ECE2013 Poster Presentations Adrenal cortex (64 abstracts)

Autoimmune polyglandular syndrome on a cohort of patients with primary adrenocortical insufficiency

Sofia Gouveia , Cristina Ribeiro , Márcia Alves , Joana Saraiva , Carolina Moreno , Daniela Guelho & Francisco Carrilho


Endocrinology, Diabetes and Metabolism Department, Coimbra’s University Hospital, Coimbra, Portugal.


Introduction: On average, 40 to 50% of the patients with autoimmune adrenocortical insufficiency will eventually develop an autoimmune polyglandular syndrome (APS). Our aim was to characterize a population with primary adrenocortical insufficiency (AI) and determine the prevalence of other autoimmune disorders that might establish the diagnosis of APS.

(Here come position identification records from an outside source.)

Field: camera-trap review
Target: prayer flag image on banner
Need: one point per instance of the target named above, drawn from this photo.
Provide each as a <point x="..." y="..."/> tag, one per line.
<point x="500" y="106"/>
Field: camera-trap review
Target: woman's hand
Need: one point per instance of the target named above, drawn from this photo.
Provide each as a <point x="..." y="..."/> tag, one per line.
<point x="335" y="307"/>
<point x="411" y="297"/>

Materials and methods: We included patients with primary AI under surveillance at our Department. Those with iatrogenic causes for AI were excluded. The referred population was characterised on what concerns to gender, age, disease’s duration, familial history of AI and aetiology. We assessed autoimmune markers for Addison disease, type 1 diabetes, gastritis, thyroiditis and celiac disease in those without an obvious cause for AI. Positive markers triggered evaluation of associated dysfunction.

Results: Thirty patients (63.3% females) were included. Mean age- 46.9±15.9; disease’s duration- 19.9±12.1 years. Familial history of AI was present in 23.3% of the cohort. On what concerns to AI aetiology, 63.3% were autoimmune, 20% congenital adrenal hyperplasia, 6.7% X-linked adrenoleukodystrophy, 3.3% tuberculosis, 3.3% antiphospholipid antibody syndrome and 3.3% undetermined. Considering the subgroup of autoimmune AI, 31.5% had at least one positive diabetes autoantibody (40% already diagnosed as having diabetes), 42.1% displayed autoimmune gastritis markers (62.5% with hypergastrinemia, 25% iron deficiency and 12.5% anaemia). Positive thyroid autoantibodies were present in 63.2% of the patients; 75% of them had thyroid dysfunction (hypothyroidism 88.9%). Celiac disease markers were not detected in this population.

Enough criteria for an APS diagnosis were fulfilled in 73.7% patients (85.7% APS type 2; 14.3% APS type 4).

Conclusion: The main aetiology for AI was autoimmune. The commonest associated autoimmune disorders were thyroiditis (63.2%) and gastritis (42.1%).

An early identification of other autoimmune disorders in patients with autoimmune AI will ensure an adequate treatment and follow-up, improving their quality of life. Therefore, a regular screening for autoimmunity is advisable.